Wilson County Election Commission and former federal post office at 203 E. Main St., 1913
Lebanon’s federal post office building is a fine example of neo-classical revival style with Beaux Arts details, including the curled ribbon swag detail in the stone window lintels on the east and west facades, as well as the carved wooden lintel over the front doorway. The building is a two-story, seven-bay yellow brick structure with a cut stone foundation. The limestone Corinthian columns are adorned with capitals decorated with acanthus leaves and a simple rounded base. Inside the building, East Tennessee pink and gray marble is used to great effect for flooring and moldings.
“Lebanon’s federal post office building stands as a testament to the concept of repurposing quality historic structures. Housing the U.S. Post Office, a school, government offices and now the Election Commission over the last century demonstrates that historic landmarks can continue to be utilized in the community,” said Philip Warren, Wilson County Administrator of Elections whose offices are the current occupants.

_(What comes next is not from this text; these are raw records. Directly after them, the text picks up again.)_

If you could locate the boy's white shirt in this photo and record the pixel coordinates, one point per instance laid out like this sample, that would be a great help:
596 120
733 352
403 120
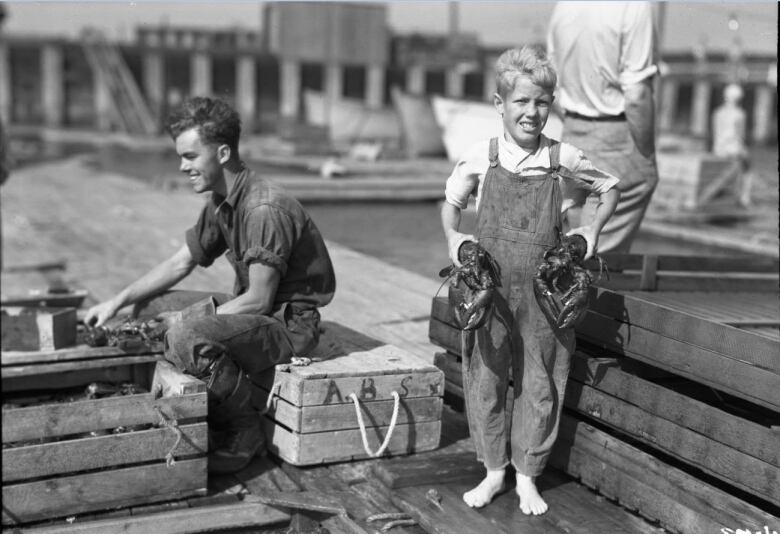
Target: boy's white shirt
582 177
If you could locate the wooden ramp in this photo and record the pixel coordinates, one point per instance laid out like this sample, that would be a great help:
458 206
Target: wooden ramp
51 211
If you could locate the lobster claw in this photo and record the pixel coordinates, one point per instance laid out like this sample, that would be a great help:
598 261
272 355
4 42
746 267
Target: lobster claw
571 315
548 302
471 310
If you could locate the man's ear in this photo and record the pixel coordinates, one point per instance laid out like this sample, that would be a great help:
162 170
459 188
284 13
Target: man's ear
223 153
499 103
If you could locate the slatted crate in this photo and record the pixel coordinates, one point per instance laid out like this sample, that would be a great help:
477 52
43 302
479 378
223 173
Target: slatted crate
312 419
72 457
672 402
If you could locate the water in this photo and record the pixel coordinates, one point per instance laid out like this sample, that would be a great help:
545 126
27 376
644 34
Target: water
409 235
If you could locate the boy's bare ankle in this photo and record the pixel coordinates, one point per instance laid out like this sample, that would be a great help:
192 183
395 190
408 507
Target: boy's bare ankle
531 501
492 484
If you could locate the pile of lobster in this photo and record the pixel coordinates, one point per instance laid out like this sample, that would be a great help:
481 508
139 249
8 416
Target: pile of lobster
562 282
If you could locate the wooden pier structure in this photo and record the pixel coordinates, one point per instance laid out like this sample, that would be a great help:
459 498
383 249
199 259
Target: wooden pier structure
107 229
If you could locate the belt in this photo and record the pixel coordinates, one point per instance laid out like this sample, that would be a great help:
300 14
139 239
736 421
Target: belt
602 118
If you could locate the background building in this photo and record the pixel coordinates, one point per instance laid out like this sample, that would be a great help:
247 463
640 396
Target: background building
345 50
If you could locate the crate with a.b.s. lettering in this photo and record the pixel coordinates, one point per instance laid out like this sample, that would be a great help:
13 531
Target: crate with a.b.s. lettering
360 399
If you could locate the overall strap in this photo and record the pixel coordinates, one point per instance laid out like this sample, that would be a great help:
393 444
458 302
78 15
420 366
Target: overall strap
555 155
493 154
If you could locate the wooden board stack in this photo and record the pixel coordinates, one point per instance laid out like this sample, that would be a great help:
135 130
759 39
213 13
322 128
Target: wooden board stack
312 415
65 453
672 406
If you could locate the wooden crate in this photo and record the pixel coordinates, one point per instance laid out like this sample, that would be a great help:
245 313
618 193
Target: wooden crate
33 329
66 458
312 418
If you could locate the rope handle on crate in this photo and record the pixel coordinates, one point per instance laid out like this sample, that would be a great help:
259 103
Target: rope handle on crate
393 419
173 424
276 387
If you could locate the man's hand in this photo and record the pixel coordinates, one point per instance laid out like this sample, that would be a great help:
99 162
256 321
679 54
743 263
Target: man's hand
98 314
591 235
454 241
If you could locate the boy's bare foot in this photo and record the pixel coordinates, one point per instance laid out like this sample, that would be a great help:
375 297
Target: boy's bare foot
487 489
530 500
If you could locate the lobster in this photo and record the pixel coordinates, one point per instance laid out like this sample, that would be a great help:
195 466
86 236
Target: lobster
473 285
561 284
130 335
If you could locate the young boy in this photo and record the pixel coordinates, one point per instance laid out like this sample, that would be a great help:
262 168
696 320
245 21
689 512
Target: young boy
521 202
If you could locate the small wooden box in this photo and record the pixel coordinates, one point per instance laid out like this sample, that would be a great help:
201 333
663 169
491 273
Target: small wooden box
313 420
690 181
65 458
38 328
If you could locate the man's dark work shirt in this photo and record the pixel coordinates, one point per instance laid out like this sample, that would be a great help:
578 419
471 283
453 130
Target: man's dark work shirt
260 222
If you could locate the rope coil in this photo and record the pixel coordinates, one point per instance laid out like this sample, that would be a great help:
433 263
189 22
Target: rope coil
173 424
386 442
269 401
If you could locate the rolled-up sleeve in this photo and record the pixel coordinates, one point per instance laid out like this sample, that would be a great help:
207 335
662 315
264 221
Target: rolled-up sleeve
465 178
205 240
270 236
581 177
637 57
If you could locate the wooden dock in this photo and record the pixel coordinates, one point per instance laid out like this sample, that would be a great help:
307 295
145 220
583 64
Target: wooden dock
108 229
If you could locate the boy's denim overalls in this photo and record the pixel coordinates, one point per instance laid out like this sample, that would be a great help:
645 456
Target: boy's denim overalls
518 218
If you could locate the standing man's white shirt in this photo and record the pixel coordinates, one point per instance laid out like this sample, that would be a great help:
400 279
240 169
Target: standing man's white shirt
596 75
579 176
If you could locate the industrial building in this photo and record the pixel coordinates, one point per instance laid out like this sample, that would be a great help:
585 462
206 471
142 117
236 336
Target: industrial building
342 49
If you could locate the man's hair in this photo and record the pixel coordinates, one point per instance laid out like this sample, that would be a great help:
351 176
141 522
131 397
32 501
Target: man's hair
531 61
216 121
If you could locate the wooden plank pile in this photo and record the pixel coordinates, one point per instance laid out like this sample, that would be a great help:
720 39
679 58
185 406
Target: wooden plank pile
361 399
672 406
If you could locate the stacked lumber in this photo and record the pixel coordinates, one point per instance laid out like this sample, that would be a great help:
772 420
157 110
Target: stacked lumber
359 398
672 405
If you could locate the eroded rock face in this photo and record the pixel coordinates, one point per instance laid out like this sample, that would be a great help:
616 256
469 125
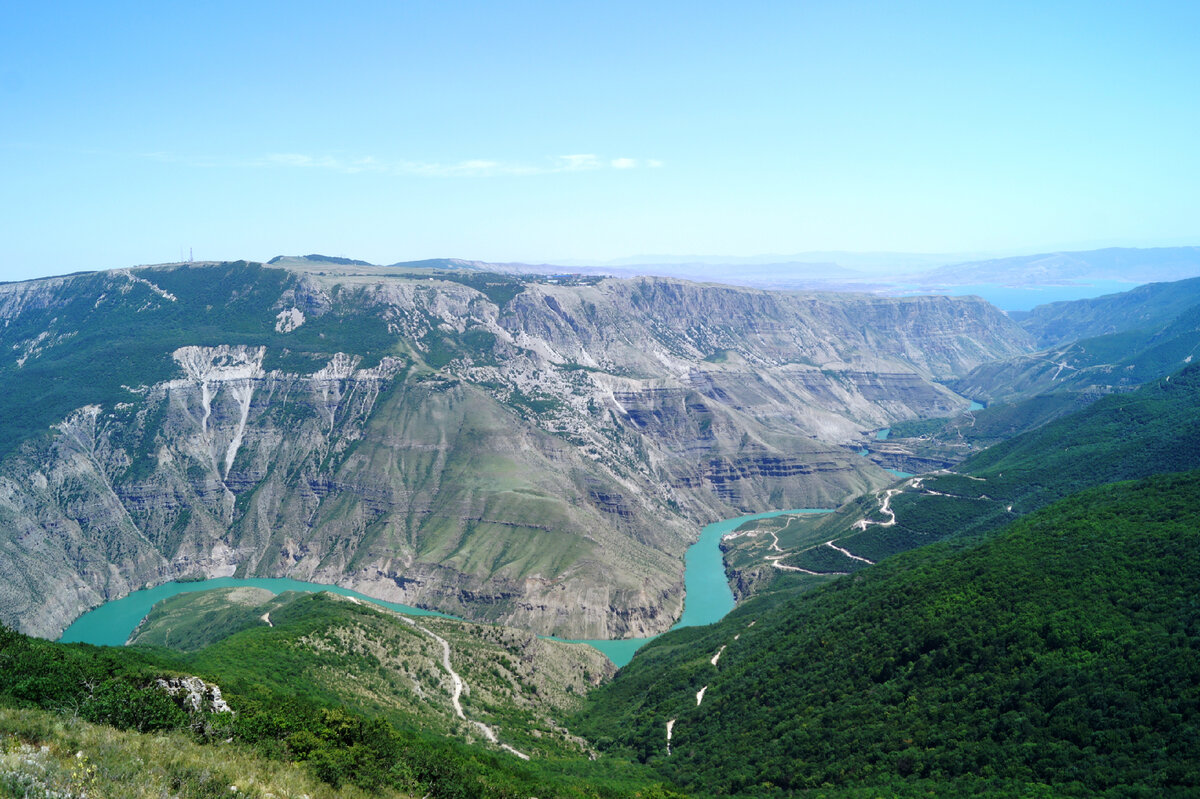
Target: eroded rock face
540 458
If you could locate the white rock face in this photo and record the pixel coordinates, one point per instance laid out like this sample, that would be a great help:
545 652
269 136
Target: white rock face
288 319
223 362
197 695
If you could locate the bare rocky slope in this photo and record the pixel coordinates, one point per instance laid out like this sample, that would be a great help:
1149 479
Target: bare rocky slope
519 450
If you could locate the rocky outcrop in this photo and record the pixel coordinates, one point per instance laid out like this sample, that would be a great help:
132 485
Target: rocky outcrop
522 452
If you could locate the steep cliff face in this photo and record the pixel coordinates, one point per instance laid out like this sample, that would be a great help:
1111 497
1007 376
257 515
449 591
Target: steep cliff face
516 451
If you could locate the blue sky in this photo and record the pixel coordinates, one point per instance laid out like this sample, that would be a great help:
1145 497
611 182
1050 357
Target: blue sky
539 131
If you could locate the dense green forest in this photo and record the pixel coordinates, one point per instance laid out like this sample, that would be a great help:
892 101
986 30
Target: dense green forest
1063 653
1122 437
282 716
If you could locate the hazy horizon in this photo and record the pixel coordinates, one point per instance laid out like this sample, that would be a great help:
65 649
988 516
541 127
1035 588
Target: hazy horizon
521 132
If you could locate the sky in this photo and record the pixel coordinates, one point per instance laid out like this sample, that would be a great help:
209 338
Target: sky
136 133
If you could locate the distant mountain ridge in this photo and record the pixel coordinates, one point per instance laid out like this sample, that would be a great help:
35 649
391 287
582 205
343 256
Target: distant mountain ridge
1132 264
531 451
882 272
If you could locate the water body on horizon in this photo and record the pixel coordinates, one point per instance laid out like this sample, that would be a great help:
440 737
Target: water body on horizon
707 600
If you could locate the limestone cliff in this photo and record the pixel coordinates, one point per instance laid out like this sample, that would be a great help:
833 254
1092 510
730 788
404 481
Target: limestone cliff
504 449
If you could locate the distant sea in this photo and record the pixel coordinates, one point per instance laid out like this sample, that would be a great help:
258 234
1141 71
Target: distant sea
1014 298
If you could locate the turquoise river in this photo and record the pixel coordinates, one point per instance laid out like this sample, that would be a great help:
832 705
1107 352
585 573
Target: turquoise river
708 596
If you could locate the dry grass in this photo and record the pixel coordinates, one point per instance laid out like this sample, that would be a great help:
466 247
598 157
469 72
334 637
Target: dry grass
43 756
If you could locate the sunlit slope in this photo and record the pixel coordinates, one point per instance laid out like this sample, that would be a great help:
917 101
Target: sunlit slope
1121 437
503 448
336 650
317 709
1061 652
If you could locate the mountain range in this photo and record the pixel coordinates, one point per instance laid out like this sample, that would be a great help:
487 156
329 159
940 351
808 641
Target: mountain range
534 452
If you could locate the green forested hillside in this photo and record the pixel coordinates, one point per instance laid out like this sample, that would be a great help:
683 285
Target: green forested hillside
1121 437
1059 656
1145 307
293 724
335 650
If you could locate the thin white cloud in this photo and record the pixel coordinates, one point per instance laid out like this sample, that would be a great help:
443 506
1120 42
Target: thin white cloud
468 168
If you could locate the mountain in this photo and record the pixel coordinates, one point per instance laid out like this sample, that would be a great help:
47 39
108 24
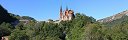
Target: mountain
114 17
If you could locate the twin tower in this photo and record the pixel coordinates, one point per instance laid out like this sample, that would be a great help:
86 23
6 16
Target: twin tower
66 15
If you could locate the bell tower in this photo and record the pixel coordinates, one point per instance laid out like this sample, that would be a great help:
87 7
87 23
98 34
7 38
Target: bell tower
61 14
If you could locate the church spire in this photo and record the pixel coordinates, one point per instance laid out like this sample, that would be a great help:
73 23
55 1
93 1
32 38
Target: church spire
61 14
66 8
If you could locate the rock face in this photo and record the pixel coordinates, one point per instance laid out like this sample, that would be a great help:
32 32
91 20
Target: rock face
5 16
114 17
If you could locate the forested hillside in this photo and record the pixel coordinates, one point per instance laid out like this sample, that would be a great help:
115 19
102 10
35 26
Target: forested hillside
82 27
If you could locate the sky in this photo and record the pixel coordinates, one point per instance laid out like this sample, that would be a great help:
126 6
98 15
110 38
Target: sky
49 9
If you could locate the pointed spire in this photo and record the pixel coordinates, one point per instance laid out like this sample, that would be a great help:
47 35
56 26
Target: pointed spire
66 8
61 9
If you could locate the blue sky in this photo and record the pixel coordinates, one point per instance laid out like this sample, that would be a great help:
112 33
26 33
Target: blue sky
49 9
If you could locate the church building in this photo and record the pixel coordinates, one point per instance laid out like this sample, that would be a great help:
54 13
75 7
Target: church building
66 15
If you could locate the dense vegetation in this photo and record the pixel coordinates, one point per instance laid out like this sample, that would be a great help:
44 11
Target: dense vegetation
82 27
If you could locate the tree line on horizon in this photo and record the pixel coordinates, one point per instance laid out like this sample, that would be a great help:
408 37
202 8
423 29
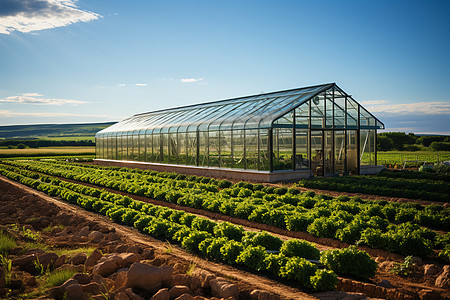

The building is recognized as a contributing structure in the Lebanon Commercial Historic District and was placed on the National Register of Historic Places in 1999 as a part of this district. The structure celebrated the one hundredth anniversary of laying the cornerstone in October 2013.
The Lebanon Public Square, 1802
The Lebanon Public Square formed in 1802 around and over the Town Spring. Those who walk over to the northwestern corner of the square can hear the rushing water of the spring. The square has housed four county courthouses, Sam Houston’s law office and monthly mule-day sales. It felt Gen. George Patton’s tanks during World War II maneuvers and has been the home of countless businesses during the years.
Several fires over the years have taken all of the original buildings. The current buildings date from the late 19th century to the 1940s. The one exception is the Bank of America building that dates to the 1960s.
The square is a vital part of Lebanon’s history and is the heart of its historic commercial district.
The Lebanon Public Square will be featured on the tour as the square merchants and the Lebanon-Wilson County Chamber of Commerce hold the annual Christmas on the Square
event. A live nativity scene, merchant open houses, and holiday activities are planned for the evening. For more information, contact the chamber at 615-444-5503.
Sweet Thing Bakery at 233 W. Main St. will also be open during the Historic Places tour. The bakery is housed in a classic 1890s Queen Anne-style house.
“Stop by to fortify yourself with sweet treats and appreciate the historic setting of the bakery,” Parks said. “The annual Historic Places tour and the Christmas on the Square event are a great way to spend a wonderful night in your community and to support local historic preservation efforts.”